Joint par la BBC, Hervé Ouattara, responsable du front anti-CFA au Burkina a confirmé la nouvelle tout en ajoutant : « on ne sait pas encore, où est-ce qu’il a été emmené ». Par ailleurs, le domicile de Hervé Ouattara a été « assiégé » par des jeunes.
« La gendarmerie est allée à l’hôtel de Kemi Séba. On les a pris et directement à l’aéroport », a precisé Hervé Ouattara.
Pendant l’expulsion de Kémi Séba du Burkina Faso, des « jeunes » ont pris d’assaut le domicile de Hervé Ouattara, a ajouté le responsable du front anti-CFA au Burkina.
« Ils sont arrivés, ils ont commencé à chanter l’hymne national. Ensuite, ils ont commencé à lancer des cailloux dans mon domicile et ils scandaient « Kémi à bas ! Hervé à bas ! « . Ils ont essayé même de défoncer les portes. J’ai même fait des tirs de sommation tellement ils forçaient ma porte.

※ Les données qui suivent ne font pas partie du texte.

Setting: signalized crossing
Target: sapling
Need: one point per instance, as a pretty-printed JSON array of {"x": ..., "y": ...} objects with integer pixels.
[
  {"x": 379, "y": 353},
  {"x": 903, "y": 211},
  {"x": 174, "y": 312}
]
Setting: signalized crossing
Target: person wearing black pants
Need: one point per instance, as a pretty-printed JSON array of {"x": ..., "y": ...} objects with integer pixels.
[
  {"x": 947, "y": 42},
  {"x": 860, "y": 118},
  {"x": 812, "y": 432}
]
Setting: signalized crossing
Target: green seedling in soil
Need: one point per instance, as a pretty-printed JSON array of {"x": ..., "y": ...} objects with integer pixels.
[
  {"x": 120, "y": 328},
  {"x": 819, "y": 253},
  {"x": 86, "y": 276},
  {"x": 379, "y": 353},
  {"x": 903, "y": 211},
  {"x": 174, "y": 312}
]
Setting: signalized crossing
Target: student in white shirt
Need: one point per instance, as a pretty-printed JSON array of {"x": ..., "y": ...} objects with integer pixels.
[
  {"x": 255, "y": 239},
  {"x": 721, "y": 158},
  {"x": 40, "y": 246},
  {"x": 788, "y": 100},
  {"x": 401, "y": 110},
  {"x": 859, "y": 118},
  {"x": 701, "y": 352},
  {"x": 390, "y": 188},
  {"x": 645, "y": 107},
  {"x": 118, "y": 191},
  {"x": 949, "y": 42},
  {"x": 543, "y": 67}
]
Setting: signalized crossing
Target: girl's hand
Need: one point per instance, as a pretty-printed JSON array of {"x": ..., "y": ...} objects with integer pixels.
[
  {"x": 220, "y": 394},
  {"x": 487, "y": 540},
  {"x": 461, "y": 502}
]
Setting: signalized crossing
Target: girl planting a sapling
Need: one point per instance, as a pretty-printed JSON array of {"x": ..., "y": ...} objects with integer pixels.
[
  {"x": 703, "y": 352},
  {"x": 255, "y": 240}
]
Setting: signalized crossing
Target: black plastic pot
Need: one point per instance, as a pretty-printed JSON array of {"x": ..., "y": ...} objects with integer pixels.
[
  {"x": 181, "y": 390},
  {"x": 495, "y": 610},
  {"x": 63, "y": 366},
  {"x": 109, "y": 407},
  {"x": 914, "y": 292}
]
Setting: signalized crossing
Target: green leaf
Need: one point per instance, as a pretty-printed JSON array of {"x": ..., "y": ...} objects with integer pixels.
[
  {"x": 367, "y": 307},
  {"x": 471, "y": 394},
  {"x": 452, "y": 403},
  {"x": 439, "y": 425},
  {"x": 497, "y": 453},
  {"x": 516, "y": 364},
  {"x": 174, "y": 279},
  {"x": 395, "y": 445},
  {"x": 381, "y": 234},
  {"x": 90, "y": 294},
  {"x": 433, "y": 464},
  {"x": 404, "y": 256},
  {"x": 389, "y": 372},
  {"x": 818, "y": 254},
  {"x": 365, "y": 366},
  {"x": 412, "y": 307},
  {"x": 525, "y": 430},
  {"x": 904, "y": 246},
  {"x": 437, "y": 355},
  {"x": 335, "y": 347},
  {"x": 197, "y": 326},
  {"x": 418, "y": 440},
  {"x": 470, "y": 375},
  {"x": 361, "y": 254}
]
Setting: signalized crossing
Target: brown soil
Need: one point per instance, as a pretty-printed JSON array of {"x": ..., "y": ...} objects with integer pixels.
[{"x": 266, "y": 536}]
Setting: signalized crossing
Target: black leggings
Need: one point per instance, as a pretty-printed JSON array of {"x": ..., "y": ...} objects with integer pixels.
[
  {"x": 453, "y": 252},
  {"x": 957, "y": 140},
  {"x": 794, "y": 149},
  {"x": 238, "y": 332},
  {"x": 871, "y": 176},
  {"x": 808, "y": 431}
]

Ils ont commencé à 21h et c’est à 2h du matin que ma maison a été libérée par la gendarmerie », a-t-il expliqué.
Lors de sa rencontre avec des étudiants burkinabè à l’Université Joseph Ki-Zerbo le samedi 21 décembre 2019, Kémi Séba, Président de « Urgences panafricanistes » a qualifié le Président du Faso, Roch Kaboré, de « passoire politique ».
Aussi, il avait estimé que l’ancien président du Faso, Blaise Compaoré aurait mieux défendu le Burkina Faso que Roch Kaboré.
Ses propos ont été mal accueillis par des militants du parti au pouvoir, MPP, qui les ont jugé « déplacés », sur les réseaux sociaux.
Mais pour Hervé Ouattara, « Kémi Séba a toujours traité ainsi ceux qui collaborent avec la France. Quand il s’agit des autres présidents, les gens applaudissent. Mais quand il s’agit du président Kaboré, les gens ont estimé que ce n’est pas normal. Voilà la raison des attaques des domiciles. Kémi Séba, ce n’est pas sa première fois de traiter les présidents de la sorte », a-t-il conclu.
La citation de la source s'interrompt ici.